Abstract: PUB401
Light Deposited All Over (Lighted All Over)
Session Information
Category: Glomerular Diseases
- 1402 Glomerular Diseases: Clinical, Outcomes, and Therapeutics
Authors
- Pariya, Fnu, SUNY Downstate Health Sciences University, New York City, New York, United States
- Sasidharan, Sandeep Raja, SUNY Downstate Health Sciences University, New York City, New York, United States
- Jatoi, Tahir Ahmed, SUNY Downstate Health Sciences University, New York City, New York, United States
- Grossman, Susan, VA New York Harbor Healthcare System, New York, New York, United States
- Michel, Marie-Alex, VA New York Harbor Healthcare System, New York, New York, United States
Introduction
Light-chain deposition disease (LCDD) is the deposition of monoclonal light chains in multiple organs. It is a rare disease characterized by deposition of nonamyloid immunoglobulin light chains, which do not stain with Congo red and do not exhibit a fibrillar structure when examined ultra structurally. The incidence of LCDD is unknown.
Case Description
76-year-old man with history of HTN, HLD, CVA, CKD prostate cancer s/p radical prostatectomy, and severe IPF with light smoking history. He came to ED for raised creatinine thought due to chlorthalidone use. Systemic review revealed nocturia, four times a night, more than usual. Vitals were normal. Labs showed BUN/Cr of 41/2.7, no electrolyte abnormality, ALP 499, AST 151, ALT 232, GGT 770, CBC normal except eosinophils at 9%, ANA positive 1: 80, negative for Hepatitis A, B, C, AMA, AntiSm, Urine protein initially 30. He was discharged with outpatient follow ups. GI considered DILI but with worsening LFT requested liver biopsy. Biopsy showed mild hepatitis with biliary ductal inflammation, sclerosing cholangitis with portal and peri portal fibrosis. Other labs showed Bence Jones proteins on UPEP, k/l ratio of 19, no monoclonal spike. UPCR 197g/day. Renal ultrasound was normal. MRCP showed no liver or biliary pathology but slight prominence of pancreatic duct in the head of pancreas. Fat pad biopsy was negative for amyloid. Renal labs and LFT continued to be elevated hence tried on ursodiol. Rheumatology followed for eosinophilia without asthma or allergy. Autoimmune work up including ACE, Vitamin D ratio, lysozyme, SSA, SSB, centromere, Scl70, C3, C4, dsDNA was negative. Extensive infectious work up was negative. A bone marrow biopsy showed 15% plasma cell with kappa restriction.

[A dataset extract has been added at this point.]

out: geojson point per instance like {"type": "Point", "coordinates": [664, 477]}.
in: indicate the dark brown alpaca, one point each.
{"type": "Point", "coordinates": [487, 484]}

Heme started him on high dose steroids and Bortezomib with prophylaxis. LFT Down trended with chemotherapy however, the kidney function continued to worsen, and patient had to be initiated on hemodialysis.
Discussion
Symptomatic extrarenal LCDD is rare. We present a case with involvement of multiple organ systems. Liver with biliary ductal involvement with fibrosis. Pulmonary with interstitial fibrosis. Cardiac with diastolic dysfunction. Other systems likely involved include pancreas with a ductal prominence, and possible peripheral neuropathy. To our knowledge, this is the first ever case involving so many organ systems.